As the two stores slowly took shape, my drive from my home to each location each day provided a good time to reflect and plan and digest and understand the C-store operators’ different agendas. My obligation was to provide an open C-store, free of any systems issues, and ready for steady state operation.
The smaller C-store was ready first even though we had been delayed with systems problems several times during the project. I began to think of the training that the franchisee couple had received as the store neared completion and wondered if they were really prepared for what was to come. They would have control over when the whole C-store would be open to the public and when customers could interface with the manager only through the bulletproof glass partition. This was in stark contrast to the freeway location for the larger C-store where hours were almost unrestricted. Although 24 hour operation was not common at that point in time, the store was open from 6 AM to 10 PM.

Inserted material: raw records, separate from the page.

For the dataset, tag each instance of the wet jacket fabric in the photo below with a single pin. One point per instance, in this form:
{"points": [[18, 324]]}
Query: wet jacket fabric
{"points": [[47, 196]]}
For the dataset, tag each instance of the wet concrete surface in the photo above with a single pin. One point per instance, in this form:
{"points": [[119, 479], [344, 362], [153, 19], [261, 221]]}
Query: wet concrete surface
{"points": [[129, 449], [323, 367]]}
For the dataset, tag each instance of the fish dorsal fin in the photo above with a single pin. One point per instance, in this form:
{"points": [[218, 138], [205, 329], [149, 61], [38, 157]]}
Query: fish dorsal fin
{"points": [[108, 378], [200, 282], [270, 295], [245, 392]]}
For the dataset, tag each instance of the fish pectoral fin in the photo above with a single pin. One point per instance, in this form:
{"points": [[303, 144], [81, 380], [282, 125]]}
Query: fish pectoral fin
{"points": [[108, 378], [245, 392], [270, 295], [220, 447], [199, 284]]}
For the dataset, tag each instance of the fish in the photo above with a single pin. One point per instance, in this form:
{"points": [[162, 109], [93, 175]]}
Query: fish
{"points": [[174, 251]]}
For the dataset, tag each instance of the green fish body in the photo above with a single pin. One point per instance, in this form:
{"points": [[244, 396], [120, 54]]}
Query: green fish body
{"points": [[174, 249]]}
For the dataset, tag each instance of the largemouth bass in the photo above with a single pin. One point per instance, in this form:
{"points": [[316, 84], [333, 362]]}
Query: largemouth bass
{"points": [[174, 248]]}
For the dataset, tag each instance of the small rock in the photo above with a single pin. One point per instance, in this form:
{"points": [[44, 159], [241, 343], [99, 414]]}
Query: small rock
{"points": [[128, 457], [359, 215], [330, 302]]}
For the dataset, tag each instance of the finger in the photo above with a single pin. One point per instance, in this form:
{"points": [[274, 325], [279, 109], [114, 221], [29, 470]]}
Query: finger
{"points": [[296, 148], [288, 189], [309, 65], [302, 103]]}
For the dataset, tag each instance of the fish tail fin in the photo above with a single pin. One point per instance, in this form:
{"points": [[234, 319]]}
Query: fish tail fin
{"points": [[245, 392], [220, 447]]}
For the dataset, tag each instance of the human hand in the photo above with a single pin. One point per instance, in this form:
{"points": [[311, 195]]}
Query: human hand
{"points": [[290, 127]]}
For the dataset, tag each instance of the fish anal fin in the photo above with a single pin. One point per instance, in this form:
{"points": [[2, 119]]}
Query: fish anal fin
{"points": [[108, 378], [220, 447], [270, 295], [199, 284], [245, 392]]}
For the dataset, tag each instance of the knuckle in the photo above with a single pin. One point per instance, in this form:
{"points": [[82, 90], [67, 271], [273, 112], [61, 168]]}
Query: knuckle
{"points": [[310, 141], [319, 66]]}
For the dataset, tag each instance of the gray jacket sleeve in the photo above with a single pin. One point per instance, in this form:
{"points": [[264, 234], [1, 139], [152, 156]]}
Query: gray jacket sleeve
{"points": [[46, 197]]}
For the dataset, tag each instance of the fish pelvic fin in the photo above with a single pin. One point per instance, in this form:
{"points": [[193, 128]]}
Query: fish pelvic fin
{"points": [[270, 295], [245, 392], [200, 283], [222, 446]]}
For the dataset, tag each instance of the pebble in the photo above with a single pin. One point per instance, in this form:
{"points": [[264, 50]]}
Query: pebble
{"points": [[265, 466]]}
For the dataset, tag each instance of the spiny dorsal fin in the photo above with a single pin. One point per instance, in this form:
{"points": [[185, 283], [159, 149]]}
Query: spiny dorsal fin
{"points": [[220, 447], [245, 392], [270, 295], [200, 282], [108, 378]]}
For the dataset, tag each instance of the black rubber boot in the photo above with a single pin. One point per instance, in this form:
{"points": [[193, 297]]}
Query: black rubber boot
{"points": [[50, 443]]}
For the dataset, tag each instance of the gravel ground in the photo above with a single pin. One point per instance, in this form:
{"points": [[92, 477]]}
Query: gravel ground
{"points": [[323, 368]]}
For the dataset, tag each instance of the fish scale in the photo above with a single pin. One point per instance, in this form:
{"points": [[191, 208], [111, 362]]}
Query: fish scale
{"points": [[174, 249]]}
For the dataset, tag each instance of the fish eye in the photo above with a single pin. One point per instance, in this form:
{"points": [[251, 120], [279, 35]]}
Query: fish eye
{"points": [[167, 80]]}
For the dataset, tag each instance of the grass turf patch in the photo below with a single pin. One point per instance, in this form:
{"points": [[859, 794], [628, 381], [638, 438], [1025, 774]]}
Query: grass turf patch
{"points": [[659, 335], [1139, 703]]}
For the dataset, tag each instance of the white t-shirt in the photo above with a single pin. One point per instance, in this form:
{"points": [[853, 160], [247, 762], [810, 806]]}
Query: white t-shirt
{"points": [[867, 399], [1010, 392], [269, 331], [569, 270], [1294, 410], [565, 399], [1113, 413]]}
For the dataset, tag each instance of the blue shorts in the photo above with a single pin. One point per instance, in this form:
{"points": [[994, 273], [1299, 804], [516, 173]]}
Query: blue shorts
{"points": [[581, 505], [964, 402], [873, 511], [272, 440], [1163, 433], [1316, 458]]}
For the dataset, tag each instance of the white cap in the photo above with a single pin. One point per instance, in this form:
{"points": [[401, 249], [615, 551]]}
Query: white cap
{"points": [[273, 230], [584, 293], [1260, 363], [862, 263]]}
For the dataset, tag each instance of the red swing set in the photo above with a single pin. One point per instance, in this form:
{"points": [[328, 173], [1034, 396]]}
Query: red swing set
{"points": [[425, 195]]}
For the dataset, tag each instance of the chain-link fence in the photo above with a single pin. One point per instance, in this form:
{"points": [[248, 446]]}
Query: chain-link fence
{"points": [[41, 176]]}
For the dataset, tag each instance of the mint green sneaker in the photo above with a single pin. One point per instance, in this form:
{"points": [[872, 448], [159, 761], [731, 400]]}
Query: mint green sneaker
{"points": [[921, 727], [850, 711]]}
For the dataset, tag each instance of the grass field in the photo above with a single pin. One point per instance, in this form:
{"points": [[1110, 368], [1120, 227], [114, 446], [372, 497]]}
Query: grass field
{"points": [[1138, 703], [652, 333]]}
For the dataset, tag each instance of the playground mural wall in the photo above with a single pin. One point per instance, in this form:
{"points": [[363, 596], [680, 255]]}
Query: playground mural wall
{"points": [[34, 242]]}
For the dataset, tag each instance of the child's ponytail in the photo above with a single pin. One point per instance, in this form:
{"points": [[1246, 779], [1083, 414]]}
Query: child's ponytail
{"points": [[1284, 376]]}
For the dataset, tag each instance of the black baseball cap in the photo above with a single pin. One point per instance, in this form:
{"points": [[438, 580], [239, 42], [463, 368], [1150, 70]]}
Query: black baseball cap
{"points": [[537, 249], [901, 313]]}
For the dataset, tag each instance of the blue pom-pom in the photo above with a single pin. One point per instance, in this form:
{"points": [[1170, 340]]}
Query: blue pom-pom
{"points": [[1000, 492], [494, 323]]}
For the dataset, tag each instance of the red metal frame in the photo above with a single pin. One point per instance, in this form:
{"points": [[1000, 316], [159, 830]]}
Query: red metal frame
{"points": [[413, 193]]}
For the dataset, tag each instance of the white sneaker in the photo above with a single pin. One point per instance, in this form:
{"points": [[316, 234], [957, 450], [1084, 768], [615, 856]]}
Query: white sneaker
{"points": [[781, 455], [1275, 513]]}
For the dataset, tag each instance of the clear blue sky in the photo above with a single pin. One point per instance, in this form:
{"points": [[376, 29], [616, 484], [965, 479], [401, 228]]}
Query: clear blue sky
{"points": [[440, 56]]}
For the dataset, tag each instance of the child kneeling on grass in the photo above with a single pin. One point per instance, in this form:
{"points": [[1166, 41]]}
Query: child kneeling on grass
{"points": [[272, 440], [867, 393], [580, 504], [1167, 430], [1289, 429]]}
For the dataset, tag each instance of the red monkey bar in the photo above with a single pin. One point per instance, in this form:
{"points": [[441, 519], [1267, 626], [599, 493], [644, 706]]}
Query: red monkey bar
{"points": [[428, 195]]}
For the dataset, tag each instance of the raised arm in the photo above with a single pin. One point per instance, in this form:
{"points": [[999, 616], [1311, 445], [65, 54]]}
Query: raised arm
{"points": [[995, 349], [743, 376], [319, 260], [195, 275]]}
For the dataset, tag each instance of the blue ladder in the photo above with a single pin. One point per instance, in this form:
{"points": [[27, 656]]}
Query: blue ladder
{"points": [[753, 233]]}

On the last night when I drove away from the smaller C-store, I was assured that the couple had sufficient training to see the store’s opening through. I made sure that company personnel and vendors/suppliers had called on them enough that they had phone numbers and contact information with backup numbers if necessary. The wife asked “does this mean we will not see you again?”
I wasn’t sure how to react. All I could say was “yes, I had completed my project and felt they were prepared to operate the store successfully.” But that is when I realized that this was more than just a project; it was their livelihood, and lives were dedicated to making this venture work.
As I drove away that evening, I questioned whether I had done my best to prepare them for the days ahead. Had I coached them enough on the credit card system? Had I helped them enough to understand the dispensers and the card readers? Had I really treated them like they were going to be successful in this endeavor? Only time would tell.
Meanwhile, the larger C-store was nearing completion. More corporate people were appearing everyday to question the store manager and his staff on their particular areas of influence and control. As we neared completion, I participated in the training of the staff to handle every aspect of the store.
It was solely my call whether the store was ready for operation. As project manager for this C-store opening project, I weighed all the evidence and decided that we needed one more day to be sure that everything was in working order. My store manager disagreed and voiced his disapproval to the Business Development Manager for the region. Although the BDM was concerned, he recognized that I was the only person who had been on-site every day, knew every piece of ground, had talked with every vendor, had questioned each systems development specialist, had operated each dispenser, and each card reader.
As it turned out, we did have a minor systems problem on that last day before officially opening—a problem that no one, not even me, could have foreseen. It took several hours to resolve, but I knew better at that point than to make a big issue of why we needed one more day.
As we opened the larger C-store, I thought of the smaller C-store and the vast differences between the two….the differences in location, market, operations, and especially the challenges for each. Had I done my best to prepare each one to succeed? I learned so much from the experience that I am sure it affected my approach to future projects and the people involved.